Sonriendo, el señor Koyama saboreó la idea de la sensación que causaría su observación, el pánico entre los cosmógrafos tratando de elaborar nuevas formas que lo explicaran. Su lugar en la astronomía estaría asegurado. Los cometas Koyama estaban demostrando ser tan regulares como los planetas. Pensó que, en cierto modo, tenía suerte de que el Enjambre hubiera llegado a la Tierra, porque de no ser así la observación podría haberse hecho antes.

La idea resonó despacio en su mente. La sonrisa del señor Koyama se convirtió en un gesto circunspecto. Miró su carta y ejecutó algunas operaciones matemáticas mentalmente. Frunció aún más el ceño. Sacó una calculadora de bolsillo y confirmó sus cálculos: se le desbocó el corazón. Se sentó poco a poco.

El Enjambre: un duro caparazón de kilómetros de largo protegiendo vastas cantidades de biomasa. Algo así sería vulnerable a los cambios de temperatura. Si se acercaba al Sol, tendría que purgar el exceso de calor de algún modo. El resultado sería una fluorescencia no muy distinta a la de un cometa.

Supongamos que el Enjambre estuviera en una rápida órbita alrededor del Sol en un foco y la Tierra en el otro. Con la Tierra moviéndose alrededor del Sol, la órbita sería complicada pero no imposible. Pero con todos los avistamientos de los cometas «tipo Koyama», sería posible determinar la localización aproximada del Enjambre. Unos pocos cientos de misiles con cabezas de hidrógeno acabarían con la Guerra de los Mundos a lo bárbaro.

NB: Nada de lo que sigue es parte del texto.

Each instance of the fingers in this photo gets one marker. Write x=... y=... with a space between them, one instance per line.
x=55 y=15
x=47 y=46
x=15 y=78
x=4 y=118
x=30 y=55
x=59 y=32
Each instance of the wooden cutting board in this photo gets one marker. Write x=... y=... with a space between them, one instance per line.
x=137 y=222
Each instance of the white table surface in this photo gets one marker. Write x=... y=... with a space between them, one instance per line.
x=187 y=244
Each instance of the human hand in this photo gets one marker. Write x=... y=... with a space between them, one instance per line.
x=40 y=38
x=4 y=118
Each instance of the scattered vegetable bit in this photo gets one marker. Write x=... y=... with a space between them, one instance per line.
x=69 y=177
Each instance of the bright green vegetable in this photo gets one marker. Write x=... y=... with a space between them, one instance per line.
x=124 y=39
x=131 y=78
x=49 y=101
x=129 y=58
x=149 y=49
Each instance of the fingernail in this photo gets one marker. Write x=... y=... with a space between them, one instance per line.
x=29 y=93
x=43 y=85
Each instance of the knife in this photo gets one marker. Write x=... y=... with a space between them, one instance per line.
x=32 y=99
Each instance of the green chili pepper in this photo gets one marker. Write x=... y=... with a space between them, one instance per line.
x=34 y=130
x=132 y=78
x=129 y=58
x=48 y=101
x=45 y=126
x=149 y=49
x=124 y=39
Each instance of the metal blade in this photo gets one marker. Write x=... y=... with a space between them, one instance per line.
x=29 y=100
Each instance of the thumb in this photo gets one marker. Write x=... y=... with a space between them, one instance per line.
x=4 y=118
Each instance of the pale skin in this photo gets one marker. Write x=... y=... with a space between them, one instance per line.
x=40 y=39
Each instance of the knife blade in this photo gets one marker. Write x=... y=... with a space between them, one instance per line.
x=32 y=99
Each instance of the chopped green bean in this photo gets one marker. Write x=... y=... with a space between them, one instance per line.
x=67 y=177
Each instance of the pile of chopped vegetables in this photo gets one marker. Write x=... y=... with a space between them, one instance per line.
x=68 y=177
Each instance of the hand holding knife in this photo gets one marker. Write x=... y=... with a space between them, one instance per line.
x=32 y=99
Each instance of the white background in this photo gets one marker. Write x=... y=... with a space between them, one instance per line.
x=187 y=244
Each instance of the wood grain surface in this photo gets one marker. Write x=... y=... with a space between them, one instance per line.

«Hijoputa», masculló el señor Koyama, una palabrota que había aprendido de los soldados durante la ocupación. ¿A quién demonios tenía que avisar de esto? La UAI era un foro inadecuado. ¿Al primer ministro? ¿Al Jieitai?

No. No tendrían ninguna razón para creer a un oscuro hombre de negocios jubilado que llamaba delirando sobre el Enjambre. Debían de estar más que hartos de ese tipo de llamadas, sin duda.

Mientras descolgaba el teléfono y empezaba a marcar, sintió que su corazón empezaba a venirse abajo. Su lugar en la historia de la astronomía estaba asegurado, lo sabía, pero no como él quería. En vez de seis cometas, lo único que había descubierto era un condenado montón de levaduras.